The evidence is here.Somehow, lately, I have got myself in a complete tizz about being unloved and unloveable. The therapist described it as a core belief. Its quite an obsessive thought deep, deep down. I didn't realise how deep it went but I now know it has been there all my life. Long story.
While feeling very wobbly over the last months I decided to try NOT cheering myself up when I was wobbly, just as a test to see how much of my natural bubbly personality was a result of me gee-ing myself up and how much came from outside sources. BAD IDEA FOLKS - DON'T try this at home. Not even if you are a trained professional.
Such a dumb idea. So dumb. IQ the size of a small planet and I thought it was a good idea (because I am depressed and not making good choices). I thought that I had obviously been duping myself into being a happy little soul for years when no-one actually loved me because I was unloveable. But if I was cheerful and witty and kind and clever people would keep me around and I would feel like I belonged because I was at least useful, which was almost as good as being loved for myself.
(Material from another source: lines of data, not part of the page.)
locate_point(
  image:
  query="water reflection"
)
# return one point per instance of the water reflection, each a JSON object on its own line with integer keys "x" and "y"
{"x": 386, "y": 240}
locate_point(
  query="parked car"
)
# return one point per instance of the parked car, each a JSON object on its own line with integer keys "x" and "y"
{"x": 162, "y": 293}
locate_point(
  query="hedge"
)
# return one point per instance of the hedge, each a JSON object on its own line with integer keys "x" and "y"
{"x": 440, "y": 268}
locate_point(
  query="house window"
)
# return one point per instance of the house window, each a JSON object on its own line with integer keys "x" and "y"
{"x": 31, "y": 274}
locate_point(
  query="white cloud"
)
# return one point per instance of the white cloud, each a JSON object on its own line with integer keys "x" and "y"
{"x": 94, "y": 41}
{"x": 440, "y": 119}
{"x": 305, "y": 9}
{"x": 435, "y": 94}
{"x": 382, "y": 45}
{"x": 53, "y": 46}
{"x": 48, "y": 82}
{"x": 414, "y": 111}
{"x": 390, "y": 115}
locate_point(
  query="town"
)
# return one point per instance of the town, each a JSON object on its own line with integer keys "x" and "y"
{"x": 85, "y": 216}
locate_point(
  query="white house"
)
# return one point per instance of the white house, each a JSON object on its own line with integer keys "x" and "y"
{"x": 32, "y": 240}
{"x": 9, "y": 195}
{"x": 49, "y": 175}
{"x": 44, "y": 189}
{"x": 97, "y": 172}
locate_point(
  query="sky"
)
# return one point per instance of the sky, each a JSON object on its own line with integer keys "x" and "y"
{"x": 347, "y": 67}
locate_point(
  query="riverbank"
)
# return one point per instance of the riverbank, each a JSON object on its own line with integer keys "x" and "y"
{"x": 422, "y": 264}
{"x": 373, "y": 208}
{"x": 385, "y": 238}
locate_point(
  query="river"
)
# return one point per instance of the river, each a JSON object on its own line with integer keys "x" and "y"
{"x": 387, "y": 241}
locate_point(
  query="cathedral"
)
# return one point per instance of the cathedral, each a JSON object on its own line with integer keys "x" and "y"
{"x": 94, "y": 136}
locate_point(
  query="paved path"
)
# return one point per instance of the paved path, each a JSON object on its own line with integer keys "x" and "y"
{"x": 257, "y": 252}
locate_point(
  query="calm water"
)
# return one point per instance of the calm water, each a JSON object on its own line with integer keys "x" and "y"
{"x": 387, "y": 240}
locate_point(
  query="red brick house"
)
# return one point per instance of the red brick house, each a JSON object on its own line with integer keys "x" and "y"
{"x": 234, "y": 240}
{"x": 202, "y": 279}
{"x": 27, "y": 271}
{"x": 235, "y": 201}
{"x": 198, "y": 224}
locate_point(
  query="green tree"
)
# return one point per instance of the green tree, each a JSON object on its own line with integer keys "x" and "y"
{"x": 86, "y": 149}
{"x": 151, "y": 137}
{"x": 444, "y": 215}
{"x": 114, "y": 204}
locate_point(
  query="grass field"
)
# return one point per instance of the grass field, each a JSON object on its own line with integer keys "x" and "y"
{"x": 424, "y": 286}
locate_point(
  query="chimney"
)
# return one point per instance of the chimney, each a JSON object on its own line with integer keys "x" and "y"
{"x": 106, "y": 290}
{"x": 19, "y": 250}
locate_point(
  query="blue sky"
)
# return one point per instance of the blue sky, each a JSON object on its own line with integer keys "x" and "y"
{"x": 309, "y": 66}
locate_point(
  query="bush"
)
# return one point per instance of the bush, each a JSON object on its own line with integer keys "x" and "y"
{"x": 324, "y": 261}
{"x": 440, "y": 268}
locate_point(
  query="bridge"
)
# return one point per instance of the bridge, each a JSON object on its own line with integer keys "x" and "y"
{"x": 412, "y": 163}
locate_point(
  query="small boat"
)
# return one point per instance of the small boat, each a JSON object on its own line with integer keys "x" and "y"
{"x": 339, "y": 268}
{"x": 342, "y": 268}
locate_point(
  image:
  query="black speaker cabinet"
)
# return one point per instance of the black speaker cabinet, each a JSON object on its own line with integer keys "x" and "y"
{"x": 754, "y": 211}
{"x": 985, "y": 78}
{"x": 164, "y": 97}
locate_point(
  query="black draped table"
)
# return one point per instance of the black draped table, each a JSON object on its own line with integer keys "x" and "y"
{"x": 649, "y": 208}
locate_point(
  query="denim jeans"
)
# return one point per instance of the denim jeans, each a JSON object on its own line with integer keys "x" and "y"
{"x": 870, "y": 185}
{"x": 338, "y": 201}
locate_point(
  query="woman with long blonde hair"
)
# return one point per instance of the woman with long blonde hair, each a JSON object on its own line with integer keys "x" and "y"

So I turned her off. The self-nurturer. The cheerer-uperer. And she has been surprisingly difficult to turn back on. I discovered this last weekend.
I had had a reasonable week at work last week, caught a few babies, and had a day off on Friday. My husband and I had a bit of time to oursleves and were spending some quality time and sharing some stuff together. And it pushed some buttons for me (my buttons are HUGE at the moment. And invisible to all, including me.) So I then spent the next 24 hours feeling immensely and increasingly unloved and unloveable and abandoned. Sigh. And the thing that really undid me was getting up on Saturday and feeling very wobbly and anxious, and then I saw these.
DH had got them for me while out shopping for groceries. He does things like that sometimes. So how could I not know I am loved? I fled back to bed (after sobbing in the loo) and had an anxiety attack. Not fun. Not in the least. Was I going mad? Or is it just that my vulnerability buttons are huge at the moment? DH was great. Applied lots of TLC. Kept me safe. Got me down off the ceiling. Helped me pick up the apples from the applecart that were rolling all over the floor. Got me to work that afternoon. Where I was fine if a bit shaken.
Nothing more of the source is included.